A guide to the tastes in Balinese cuisine!

A little guide to what to expect from Balinese cuisine before you try it!

A cultural and spiritual cuisine

Bali is a unique island with a strong cultural identity. Its cuisine has lots of specialties. For example, the Balinese love babi guling (spit roasted suckling pig) a celebration dish whose preparation involves the whole village and which has the added advantage of confirming their Hindu identity in the mainly Muslim Indonesia In Bali cooking is definitely social and spiritual, and marked by different traditions in different regions.

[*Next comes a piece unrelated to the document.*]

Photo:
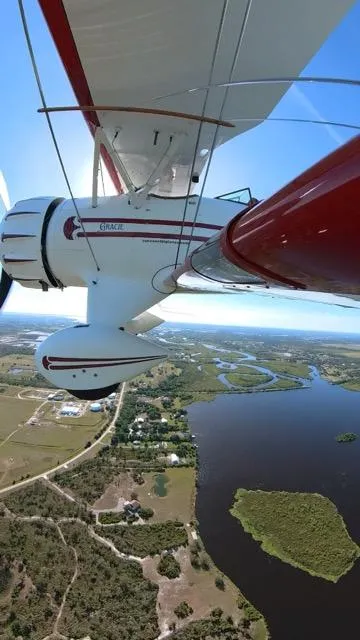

Cooking a babi guling in Amed, Bali

The Balinese soil is rich and fertile and everything grows in it, so their varied cuisine is based around a variety of fruits, vegetables and spices. They also raise a wide range of animals: ducks, pigs, chickens, and goats in the different regions.

Rice is the great unifying element - there is nearly always rice. It is grown in Bali and steamed. It is of a very high quality and is almost sacred to the Balinese.

Shall we sit down to eat?

Well, not like normal because traditionally on the Island of Gods there are no tables. They don't use plates or cutlery either, but don't worry, you will be offfered them. The Balinese eat with their right hand, everyone serving themselves direct from the main dish. The Balinese eat fairly quickly and don't usually talk much during their meals. But mealtime is still a family time.

What should I order in a restaurant?

You are sitting in a warung (a small, traditional restaurant) with the menu in your hands, and you are lost. Which is understandable because the menus aren't always in English and you can't guess what the Balinese might be. It would be a shame not to try the following dishes though:

  • Nasi Goreng/Mi goreng: THE dish that symbolises Bali. Either fried rice or noodles (mi) with a fried egg and some vegetables, or occasionally chicken. Delicious, not too spicy, it's ideal for children.
  • Nasi campur: a bigger meal consisting of rice with tofu, vegetables and eggs - fresh and tasty!
  • Gado-Gado: if you are vegetarian this is the dish you will eat most often because Balinese cuisine has few vegetarian dishes. It's a sort of sticky rice with soy bean sprouts, and fresh herbs and a savoury peanut sauce.
  • Sate or sate lilit: famous Balinese skewers of chicken, fish or goat, according to the region, served with a dark peanut sauce - delicious! Sate lilit is made with fish that has been mixed with coconut.

Cheese or pudding?

Don't expect cheese, it's not something that is part of the Balinese tradition. There aren't many puddings either but it would be a pity not to try some of the tasty tropical fruit. Jackfruit, salak, rambutan, avocado, mango and fresh coconut - you can find them in the markets or on little stalls by the side of the roads and they are delicious and cheap.

What delicacies should I take home?

You could do your bit for the local economy by taking a hamper home with you! Salt from the east coast, especially from Amed, Balinese chilis, "kopi luwak ", coconut oil and a few packets of peanuts will help keep your journey alive in your cooking!